Married to Alison Loane, he was a family man who preferred close friendship to the agonies of public debate and conversation, yet always a man willing to engage in private speculations and counsel with others as required. On his formal retirement he lectured at Moore College for four more years, and then in 1989 accepted a call to establish a theological college for the somewhat isolated and conservative Church of England in South Africa. He left George Whitefield College in 1992 as a going concern, training a multi-racial student body. His remaining months were spent in Sydney before yet another heart attack.
Robert Banks has detected in Knox's writings a 'succession of focal interests, viz, the nature of divine revelation, the response of faith, the dynamic character of the church, and the centrality of relationships in theology and life as a whole.' (378) He was particularly influential in demystifying denominations and focussing attention on the local congregation as the gathering of the faithful. Consequently he expressed reservations about world-wide or even diocesan structures as exercising the authority of and representing themselves as 'the church'. Such agencies were to Knox purely human arrangements, however prudent and useful they might be. To Knox, this high view of the local church rested upon the biblical belief that the Spirit of Christ is comprehensively present in every congregation. It has been a view of great influence, especially among Anglicans in the diocese of Sydney.
Banks also draws attention to such key weaknesses in Knox's theology as the methodology he uses, the biblical basis of some of his judgements, the theological range of his work and the philosophical outlook which informs it. In all of these areas it is possible to develop a defence for Knox, the mark of the strength of his contribution to the Anglican Church of Australia as a theologian. But he remained a theologian who preached to change lives and who set an example of prayer to the 'everlasting God' which took him well beyond the dust and inwardness of the study.

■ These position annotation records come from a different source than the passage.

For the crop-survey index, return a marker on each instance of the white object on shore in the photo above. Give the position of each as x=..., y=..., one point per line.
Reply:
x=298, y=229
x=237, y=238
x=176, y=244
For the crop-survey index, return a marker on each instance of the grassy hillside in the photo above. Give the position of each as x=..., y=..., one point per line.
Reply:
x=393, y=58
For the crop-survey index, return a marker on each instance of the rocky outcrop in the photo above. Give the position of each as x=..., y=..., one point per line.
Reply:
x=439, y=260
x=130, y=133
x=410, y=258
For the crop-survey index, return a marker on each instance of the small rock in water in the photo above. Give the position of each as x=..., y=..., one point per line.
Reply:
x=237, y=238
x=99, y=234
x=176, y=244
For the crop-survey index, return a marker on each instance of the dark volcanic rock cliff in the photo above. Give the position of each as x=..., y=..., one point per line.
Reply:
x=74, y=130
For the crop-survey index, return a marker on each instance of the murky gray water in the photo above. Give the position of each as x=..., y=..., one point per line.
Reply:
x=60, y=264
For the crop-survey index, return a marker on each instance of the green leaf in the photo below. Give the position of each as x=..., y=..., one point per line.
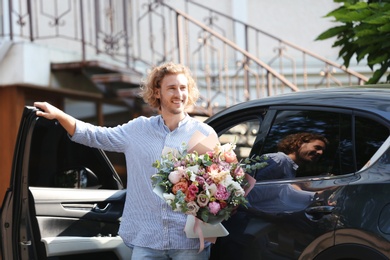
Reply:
x=356, y=6
x=377, y=19
x=373, y=59
x=384, y=29
x=362, y=52
x=366, y=32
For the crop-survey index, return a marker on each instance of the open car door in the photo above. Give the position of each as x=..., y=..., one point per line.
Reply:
x=64, y=201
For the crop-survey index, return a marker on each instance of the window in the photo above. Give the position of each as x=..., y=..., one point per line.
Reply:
x=244, y=135
x=56, y=161
x=336, y=127
x=370, y=135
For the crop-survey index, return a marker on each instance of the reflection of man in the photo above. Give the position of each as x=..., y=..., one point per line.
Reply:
x=293, y=151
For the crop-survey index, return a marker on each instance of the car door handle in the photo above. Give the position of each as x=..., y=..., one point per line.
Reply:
x=98, y=209
x=315, y=213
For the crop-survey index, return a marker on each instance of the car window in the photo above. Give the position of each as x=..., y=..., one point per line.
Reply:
x=56, y=161
x=336, y=127
x=344, y=139
x=244, y=135
x=370, y=135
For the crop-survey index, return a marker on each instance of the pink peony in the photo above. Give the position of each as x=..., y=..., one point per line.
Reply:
x=239, y=173
x=202, y=200
x=222, y=193
x=214, y=207
x=230, y=157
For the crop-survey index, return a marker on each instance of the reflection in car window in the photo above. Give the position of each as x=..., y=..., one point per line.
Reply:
x=244, y=135
x=336, y=127
x=56, y=161
x=343, y=154
x=370, y=135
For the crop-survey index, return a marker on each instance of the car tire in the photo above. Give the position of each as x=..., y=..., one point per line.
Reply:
x=350, y=252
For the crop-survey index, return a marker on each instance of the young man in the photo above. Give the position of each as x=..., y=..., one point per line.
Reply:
x=148, y=224
x=293, y=151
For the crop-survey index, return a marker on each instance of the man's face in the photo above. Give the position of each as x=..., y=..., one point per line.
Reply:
x=310, y=152
x=173, y=93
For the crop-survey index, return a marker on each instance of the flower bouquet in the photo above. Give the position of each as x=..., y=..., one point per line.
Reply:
x=207, y=186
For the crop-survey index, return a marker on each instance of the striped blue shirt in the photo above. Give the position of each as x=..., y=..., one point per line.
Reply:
x=147, y=220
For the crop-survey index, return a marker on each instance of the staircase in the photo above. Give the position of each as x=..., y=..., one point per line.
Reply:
x=120, y=40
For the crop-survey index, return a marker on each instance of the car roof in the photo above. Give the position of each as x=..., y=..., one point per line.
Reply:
x=368, y=98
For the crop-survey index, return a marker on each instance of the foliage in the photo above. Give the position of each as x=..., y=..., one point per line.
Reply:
x=364, y=33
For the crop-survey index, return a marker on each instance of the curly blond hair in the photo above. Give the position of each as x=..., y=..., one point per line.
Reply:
x=156, y=75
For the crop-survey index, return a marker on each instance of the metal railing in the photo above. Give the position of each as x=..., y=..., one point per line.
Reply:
x=141, y=33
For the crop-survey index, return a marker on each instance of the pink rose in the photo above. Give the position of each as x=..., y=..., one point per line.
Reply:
x=213, y=168
x=181, y=185
x=192, y=208
x=230, y=157
x=239, y=173
x=175, y=176
x=191, y=192
x=214, y=207
x=202, y=200
x=222, y=193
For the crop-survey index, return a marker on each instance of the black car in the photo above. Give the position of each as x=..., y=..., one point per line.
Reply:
x=65, y=200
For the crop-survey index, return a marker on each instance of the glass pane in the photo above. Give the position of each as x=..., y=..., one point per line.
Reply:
x=370, y=135
x=336, y=127
x=244, y=135
x=80, y=109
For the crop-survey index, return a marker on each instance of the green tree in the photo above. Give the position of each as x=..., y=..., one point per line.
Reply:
x=364, y=33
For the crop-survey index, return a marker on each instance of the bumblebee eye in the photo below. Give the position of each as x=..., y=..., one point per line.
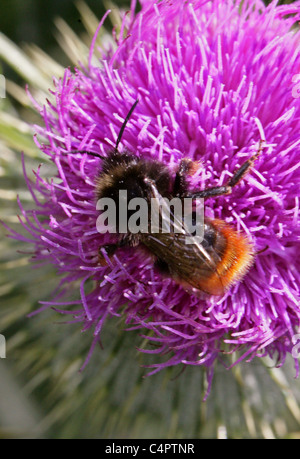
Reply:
x=209, y=238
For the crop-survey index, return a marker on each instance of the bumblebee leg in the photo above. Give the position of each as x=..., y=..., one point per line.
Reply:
x=186, y=167
x=110, y=249
x=235, y=179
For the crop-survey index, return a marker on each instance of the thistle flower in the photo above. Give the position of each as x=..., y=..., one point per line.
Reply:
x=212, y=79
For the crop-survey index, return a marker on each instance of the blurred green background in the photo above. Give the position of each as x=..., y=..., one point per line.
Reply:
x=42, y=392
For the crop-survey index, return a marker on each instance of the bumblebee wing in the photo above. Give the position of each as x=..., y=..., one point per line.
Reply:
x=190, y=262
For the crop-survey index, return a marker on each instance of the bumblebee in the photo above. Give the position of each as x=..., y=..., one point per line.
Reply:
x=224, y=255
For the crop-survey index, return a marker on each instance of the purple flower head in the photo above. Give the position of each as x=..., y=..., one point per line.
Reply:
x=212, y=79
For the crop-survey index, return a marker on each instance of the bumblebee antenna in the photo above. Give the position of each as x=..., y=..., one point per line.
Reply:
x=96, y=155
x=124, y=124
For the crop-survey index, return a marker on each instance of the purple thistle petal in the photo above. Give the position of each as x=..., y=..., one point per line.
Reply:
x=211, y=82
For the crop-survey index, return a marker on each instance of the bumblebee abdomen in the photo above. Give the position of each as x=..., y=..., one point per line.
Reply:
x=235, y=258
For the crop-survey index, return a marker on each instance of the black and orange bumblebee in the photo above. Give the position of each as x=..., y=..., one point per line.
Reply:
x=224, y=255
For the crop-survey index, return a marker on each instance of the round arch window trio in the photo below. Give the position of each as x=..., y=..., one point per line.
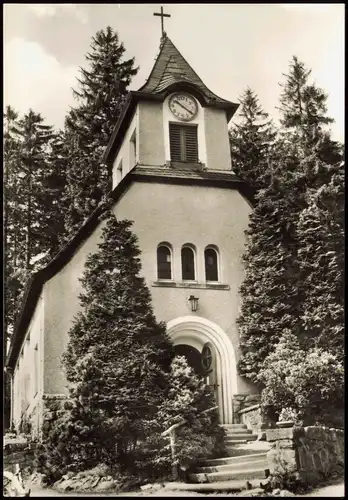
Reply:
x=188, y=263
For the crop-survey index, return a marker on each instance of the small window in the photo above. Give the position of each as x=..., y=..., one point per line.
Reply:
x=133, y=150
x=164, y=263
x=188, y=263
x=183, y=143
x=36, y=369
x=211, y=264
x=119, y=172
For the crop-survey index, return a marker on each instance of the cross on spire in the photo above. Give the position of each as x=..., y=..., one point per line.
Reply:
x=162, y=15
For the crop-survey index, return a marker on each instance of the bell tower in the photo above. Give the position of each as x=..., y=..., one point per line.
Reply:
x=172, y=122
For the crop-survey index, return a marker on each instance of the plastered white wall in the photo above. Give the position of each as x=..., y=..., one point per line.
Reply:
x=124, y=153
x=28, y=373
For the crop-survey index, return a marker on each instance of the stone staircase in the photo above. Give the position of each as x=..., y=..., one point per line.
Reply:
x=246, y=460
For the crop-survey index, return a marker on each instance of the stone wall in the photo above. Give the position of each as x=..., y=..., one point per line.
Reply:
x=310, y=454
x=252, y=418
x=242, y=401
x=53, y=405
x=20, y=452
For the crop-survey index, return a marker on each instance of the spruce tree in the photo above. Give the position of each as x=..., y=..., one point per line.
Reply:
x=270, y=295
x=252, y=142
x=273, y=295
x=303, y=111
x=320, y=235
x=118, y=356
x=88, y=126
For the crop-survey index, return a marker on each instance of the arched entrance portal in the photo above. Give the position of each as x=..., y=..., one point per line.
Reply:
x=192, y=355
x=203, y=363
x=210, y=340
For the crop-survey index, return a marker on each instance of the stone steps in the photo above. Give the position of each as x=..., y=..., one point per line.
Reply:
x=234, y=426
x=231, y=438
x=246, y=459
x=245, y=474
x=250, y=457
x=235, y=463
x=234, y=486
x=233, y=432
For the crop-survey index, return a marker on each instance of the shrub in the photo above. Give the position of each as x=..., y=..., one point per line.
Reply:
x=308, y=384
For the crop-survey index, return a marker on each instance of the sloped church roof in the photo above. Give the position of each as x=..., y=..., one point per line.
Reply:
x=170, y=72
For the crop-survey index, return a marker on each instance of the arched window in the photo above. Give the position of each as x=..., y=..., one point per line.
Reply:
x=188, y=263
x=164, y=263
x=211, y=264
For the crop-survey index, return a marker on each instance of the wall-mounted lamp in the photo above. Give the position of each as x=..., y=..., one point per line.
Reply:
x=194, y=302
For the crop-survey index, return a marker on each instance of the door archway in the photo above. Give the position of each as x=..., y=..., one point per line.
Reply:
x=197, y=332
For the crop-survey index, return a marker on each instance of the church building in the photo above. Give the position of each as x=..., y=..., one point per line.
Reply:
x=170, y=160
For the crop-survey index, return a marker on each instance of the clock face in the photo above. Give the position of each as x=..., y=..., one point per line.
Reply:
x=183, y=106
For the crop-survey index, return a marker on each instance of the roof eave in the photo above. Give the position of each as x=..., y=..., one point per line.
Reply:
x=136, y=95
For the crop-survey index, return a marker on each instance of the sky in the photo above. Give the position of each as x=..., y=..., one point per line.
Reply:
x=230, y=46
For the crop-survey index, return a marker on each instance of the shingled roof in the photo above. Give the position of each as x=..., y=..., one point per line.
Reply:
x=171, y=67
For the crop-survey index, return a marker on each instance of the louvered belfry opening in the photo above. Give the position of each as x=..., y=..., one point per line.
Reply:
x=183, y=143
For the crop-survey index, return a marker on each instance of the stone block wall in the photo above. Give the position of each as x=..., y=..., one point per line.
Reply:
x=242, y=401
x=21, y=453
x=252, y=418
x=309, y=454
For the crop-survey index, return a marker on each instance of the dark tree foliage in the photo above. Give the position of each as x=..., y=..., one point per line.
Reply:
x=88, y=126
x=292, y=270
x=252, y=142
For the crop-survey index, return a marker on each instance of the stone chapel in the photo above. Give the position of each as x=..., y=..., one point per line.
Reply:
x=170, y=161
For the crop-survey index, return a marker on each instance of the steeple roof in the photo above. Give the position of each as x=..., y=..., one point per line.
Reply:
x=171, y=67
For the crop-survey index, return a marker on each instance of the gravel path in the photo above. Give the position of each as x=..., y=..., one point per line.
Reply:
x=333, y=490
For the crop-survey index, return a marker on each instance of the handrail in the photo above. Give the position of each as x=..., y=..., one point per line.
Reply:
x=17, y=482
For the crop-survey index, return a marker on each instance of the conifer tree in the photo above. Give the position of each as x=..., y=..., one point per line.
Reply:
x=118, y=356
x=88, y=127
x=270, y=294
x=320, y=234
x=304, y=113
x=252, y=142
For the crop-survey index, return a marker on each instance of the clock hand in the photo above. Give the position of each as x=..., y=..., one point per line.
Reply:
x=184, y=107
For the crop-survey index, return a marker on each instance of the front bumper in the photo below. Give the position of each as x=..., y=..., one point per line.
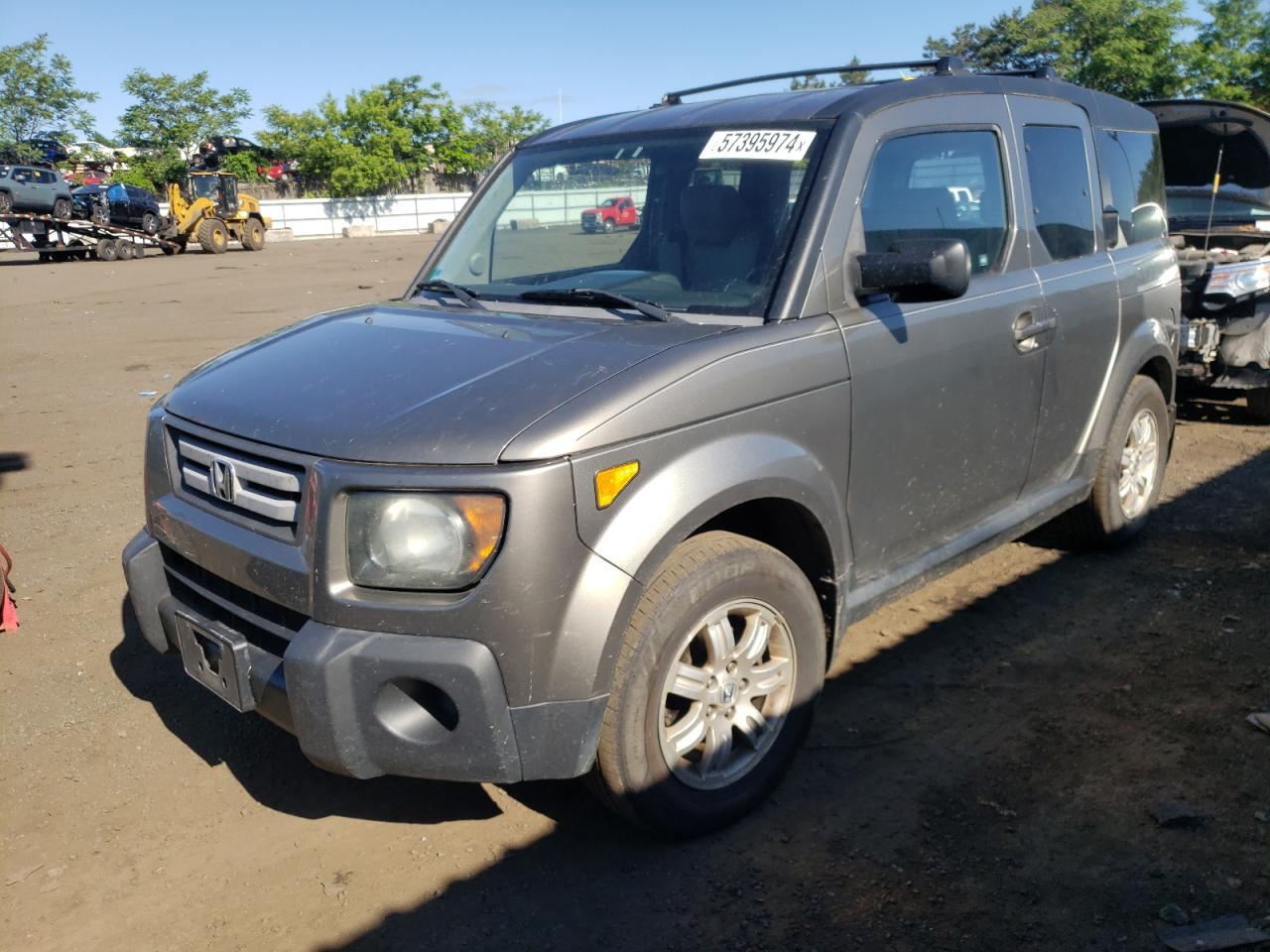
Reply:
x=366, y=703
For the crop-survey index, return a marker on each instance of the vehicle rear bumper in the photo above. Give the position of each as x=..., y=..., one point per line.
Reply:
x=367, y=703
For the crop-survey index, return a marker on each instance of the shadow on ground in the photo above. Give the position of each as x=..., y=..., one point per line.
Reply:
x=982, y=784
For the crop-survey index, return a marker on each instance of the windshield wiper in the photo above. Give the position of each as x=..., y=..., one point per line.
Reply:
x=465, y=295
x=599, y=298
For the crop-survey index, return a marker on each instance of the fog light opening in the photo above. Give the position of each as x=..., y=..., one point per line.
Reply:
x=414, y=708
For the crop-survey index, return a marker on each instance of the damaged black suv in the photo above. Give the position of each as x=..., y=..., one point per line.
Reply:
x=1216, y=177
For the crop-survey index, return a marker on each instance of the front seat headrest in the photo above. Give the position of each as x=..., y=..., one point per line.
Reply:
x=711, y=214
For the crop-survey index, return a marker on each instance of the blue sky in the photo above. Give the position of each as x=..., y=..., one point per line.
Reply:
x=601, y=58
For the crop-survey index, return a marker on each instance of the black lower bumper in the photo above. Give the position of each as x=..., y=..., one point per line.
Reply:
x=367, y=703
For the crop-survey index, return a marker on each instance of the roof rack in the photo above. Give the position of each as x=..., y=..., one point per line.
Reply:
x=1044, y=71
x=944, y=66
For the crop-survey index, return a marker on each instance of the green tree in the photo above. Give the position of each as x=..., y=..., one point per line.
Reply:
x=39, y=93
x=1230, y=54
x=488, y=132
x=1130, y=49
x=393, y=136
x=849, y=77
x=169, y=113
x=1005, y=44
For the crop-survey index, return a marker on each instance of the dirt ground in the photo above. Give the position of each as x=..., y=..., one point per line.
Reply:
x=978, y=778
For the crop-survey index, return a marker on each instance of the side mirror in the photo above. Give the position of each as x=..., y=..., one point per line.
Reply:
x=1111, y=226
x=916, y=270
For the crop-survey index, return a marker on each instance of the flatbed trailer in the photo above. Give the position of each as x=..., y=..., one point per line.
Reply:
x=75, y=239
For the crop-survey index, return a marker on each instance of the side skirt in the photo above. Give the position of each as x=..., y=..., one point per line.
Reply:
x=1008, y=525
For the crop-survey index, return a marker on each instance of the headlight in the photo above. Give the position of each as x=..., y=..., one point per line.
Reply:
x=1238, y=280
x=422, y=540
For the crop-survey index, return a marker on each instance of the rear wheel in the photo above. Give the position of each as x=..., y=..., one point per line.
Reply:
x=1259, y=404
x=1130, y=474
x=714, y=689
x=253, y=235
x=213, y=236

D W B Robinson, 'David Broughton Knox: an appreciation,' in P T O'Brien, and D G Peterson, (eds), God Who is rich in mercy: Essays presented to Dr. D.B. Knox (Sydney, 1986), xi-xvii; R Banks, 'The theology of D.B. Knox—a preliminary estimate,' in O'Brien and Peterson
SELECT WORKS: The Doctrine of Faith in the Reign of Henry VIII (Edinburgh, 1961); Justification by Faith (London, 1959); The Everlasting God (Hertford Heath, 1982).